If you don’t see the bubble, congrats: you’re in one.
This is of course not without precedent. I’ve talked to producers from LA who made music right in the pocket but lamented ever being able to break through with “the fucking New York soul clique.” Chicago, Berlin – we could all be insular gits when it came down to it, believing the rest of the world and whole celestial bodies rotated around us. But the internet leveled a lot of that, with a cross-pollination that came from free movement across borders and the easy exchange of files.
What we have today are bubbles. We’re all living in bubbles, bubbles without names that we can largely define as “Everyone I know, and the things Facebook lets me see from them.” So-called “fake news” about zombified presidential candidates with a papal endorsement is just the most visible manifestation of a culture that has decided to trust the billionaires who sell you to the highest bidder with filtering out the noise and building new walls around us.
And also with curating our scene.
Arguably the bubble has always been there. In the past, it was called an “echo chamber.” But “chamber” implies a room – one you’re free to leave if you really want – and not the entire sheltered, closed ecosystem contained within our bubbles.
The conceit of the bubble is that it really does feel like the whole world is in here. The walls don’t just reflect the sound of your own voice into a chain of echoes: they’re transparent and foster the illusion that the bubble isn’t there.
If you don’t see the bubble, congrats: you’re in one.
Until I began noticing these smooth walls around others, I had no idea how comfortable mine has become. I found myself having to make constant and difficult efforts to discover what’s happening in genres of music that to the laymen are virtually indistinguishable from the ones I like, or at least share far more in common than differences between them. But even the struggle to find new, outstanding records in these genres seemed like it could be evidence that there was “nothing happening there.” The walls of the bubble are reinforced like this. If it isn’t easy or it isn’t in plain sight, it isn’t worth it or it doesn’t exist. You don’t even know the bubble exists until you crash into it. Instead: “Here’s a list of selections based upon Facebook’s analysis of what makes your heart leap. Enjoy.”
The process of breaking the bubbles we live in never really ends, either. Recently Will Sumsuch asked me about Mike City, a producer that has been making records for about twice as long as I’ve been listening to them. He’s no young buck – I knew who he was immediately.
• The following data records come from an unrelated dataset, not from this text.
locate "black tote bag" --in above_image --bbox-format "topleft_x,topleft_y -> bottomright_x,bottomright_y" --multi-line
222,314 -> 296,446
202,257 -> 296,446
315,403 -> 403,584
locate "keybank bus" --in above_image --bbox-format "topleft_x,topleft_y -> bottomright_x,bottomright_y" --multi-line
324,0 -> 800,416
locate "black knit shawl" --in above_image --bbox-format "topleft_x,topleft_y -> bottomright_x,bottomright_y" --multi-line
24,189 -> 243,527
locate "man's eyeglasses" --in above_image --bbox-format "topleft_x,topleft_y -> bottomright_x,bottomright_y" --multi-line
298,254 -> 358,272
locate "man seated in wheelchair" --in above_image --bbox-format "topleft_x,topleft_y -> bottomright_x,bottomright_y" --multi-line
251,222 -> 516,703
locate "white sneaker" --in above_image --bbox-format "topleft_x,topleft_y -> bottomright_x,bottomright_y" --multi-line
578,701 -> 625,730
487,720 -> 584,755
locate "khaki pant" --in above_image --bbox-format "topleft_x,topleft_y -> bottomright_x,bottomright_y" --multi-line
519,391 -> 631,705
But I was dumbfounded. I hadn’t thought of him in ages, and I couldn’t even recall the last time I came across his name. I had no recent memories of reading it, saying it, hearing it or even thinking it in any of the hundreds or thousands of fragmented conversations and chats we read or participate in each day, in real life and on social media.
How is that even possible? Am I really that ignorant?
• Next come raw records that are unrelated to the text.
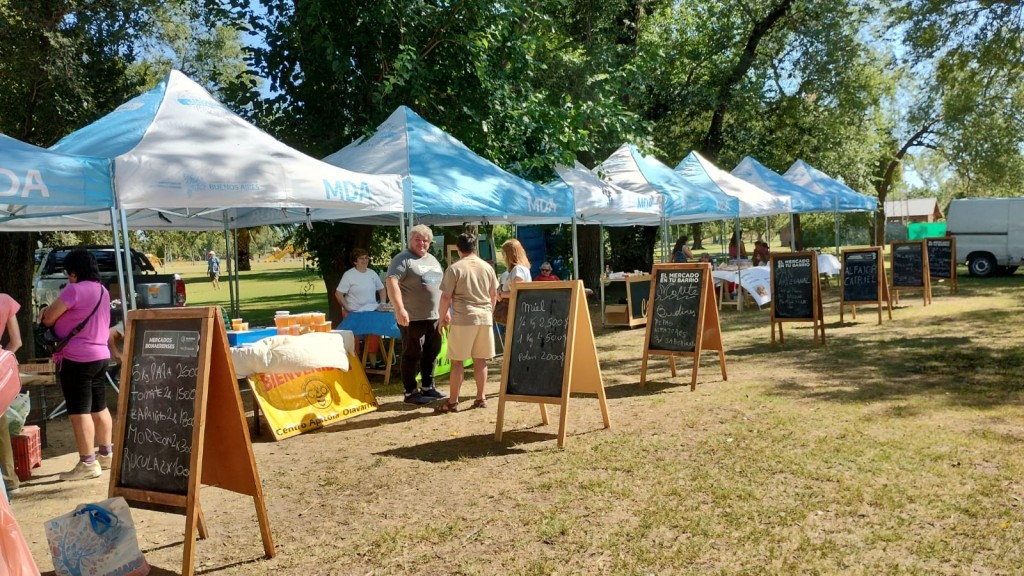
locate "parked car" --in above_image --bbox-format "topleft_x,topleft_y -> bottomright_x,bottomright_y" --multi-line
33,245 -> 186,310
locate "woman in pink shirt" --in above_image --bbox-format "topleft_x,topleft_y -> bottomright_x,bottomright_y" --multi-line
38,249 -> 111,482
0,293 -> 23,495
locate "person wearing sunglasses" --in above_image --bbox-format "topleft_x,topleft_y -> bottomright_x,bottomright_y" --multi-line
535,262 -> 560,282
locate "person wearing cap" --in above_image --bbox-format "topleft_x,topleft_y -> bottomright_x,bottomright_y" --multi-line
207,250 -> 221,290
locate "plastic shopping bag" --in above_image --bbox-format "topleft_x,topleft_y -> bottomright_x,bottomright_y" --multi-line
44,497 -> 149,576
5,393 -> 30,437
0,493 -> 41,576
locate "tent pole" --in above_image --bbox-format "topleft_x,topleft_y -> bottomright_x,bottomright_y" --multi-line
118,209 -> 138,312
571,217 -> 579,281
109,207 -> 130,320
232,222 -> 241,317
599,224 -> 606,327
222,212 -> 236,318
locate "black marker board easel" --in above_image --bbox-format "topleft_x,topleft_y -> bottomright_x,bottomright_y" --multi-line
495,281 -> 610,448
109,307 -> 274,576
770,251 -> 825,345
839,247 -> 892,325
640,263 -> 727,390
926,236 -> 957,294
890,240 -> 932,306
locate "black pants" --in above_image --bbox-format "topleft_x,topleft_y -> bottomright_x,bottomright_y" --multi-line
398,319 -> 441,395
59,359 -> 109,415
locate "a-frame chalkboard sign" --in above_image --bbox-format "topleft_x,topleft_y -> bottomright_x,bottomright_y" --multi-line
770,251 -> 825,345
890,240 -> 932,306
639,263 -> 727,390
926,236 -> 958,294
109,307 -> 274,576
495,281 -> 610,448
840,247 -> 892,325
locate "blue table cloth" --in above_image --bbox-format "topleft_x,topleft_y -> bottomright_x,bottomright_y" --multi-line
339,311 -> 401,339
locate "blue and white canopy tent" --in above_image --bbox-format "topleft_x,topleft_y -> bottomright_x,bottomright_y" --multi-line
547,161 -> 663,279
675,151 -> 791,260
675,151 -> 790,218
597,144 -> 739,225
730,156 -> 836,250
595,144 -> 739,271
0,134 -> 114,226
324,105 -> 573,229
47,70 -> 405,315
783,159 -> 878,251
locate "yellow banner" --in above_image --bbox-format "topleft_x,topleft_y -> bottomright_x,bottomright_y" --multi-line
247,355 -> 378,441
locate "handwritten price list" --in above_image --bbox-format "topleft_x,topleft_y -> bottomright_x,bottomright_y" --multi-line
893,243 -> 924,287
648,270 -> 701,352
772,257 -> 813,319
121,326 -> 201,494
506,289 -> 571,398
927,239 -> 952,279
842,251 -> 879,302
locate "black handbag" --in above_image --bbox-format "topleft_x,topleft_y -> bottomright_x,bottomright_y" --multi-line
40,292 -> 104,354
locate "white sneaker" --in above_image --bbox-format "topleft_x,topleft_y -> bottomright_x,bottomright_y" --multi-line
97,453 -> 112,470
60,461 -> 102,481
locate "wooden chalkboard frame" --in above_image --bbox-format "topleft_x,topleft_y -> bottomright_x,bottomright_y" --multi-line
495,281 -> 610,448
839,247 -> 892,325
602,274 -> 651,328
109,307 -> 274,576
926,236 -> 958,293
889,240 -> 933,306
769,251 -> 825,345
639,263 -> 727,390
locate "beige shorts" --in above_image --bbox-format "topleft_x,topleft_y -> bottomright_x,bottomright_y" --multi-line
446,324 -> 495,362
How could they not know who Jeremy Underground or Theo Parrish is?
My first thought is just that: I’m an ignorant git. My second is that I’ve clearly failed as an editor. My job in this role is to pass on information – to educate – and here were people I counted as readers who were living in the dark.
But I have written about all of those people, some of them multiple times spanning several years. You would think it would have gotten through, wouldn’t you?
Short of walking around with a sandwich board that reads LISTEN TO DEEP HOUSE OR THE FUCKING WORLD ENDS, you can’t break all the bubbles from the outside. I’m convinced, based on my own experience, that the only way to do it is to strike constantly from within.
Because it’s easy to be cool and wear ignorance as a badge and to pretend that the things we don’t know about are the things that don’t fucking matter. “Have I heard of Jeremy Underground? Haha of course not, that sucks.” It’s harder but incredibly vital now to acknowledge the problem.
Something in our culture has gone very, very wrong, and I think this is a very big part of it.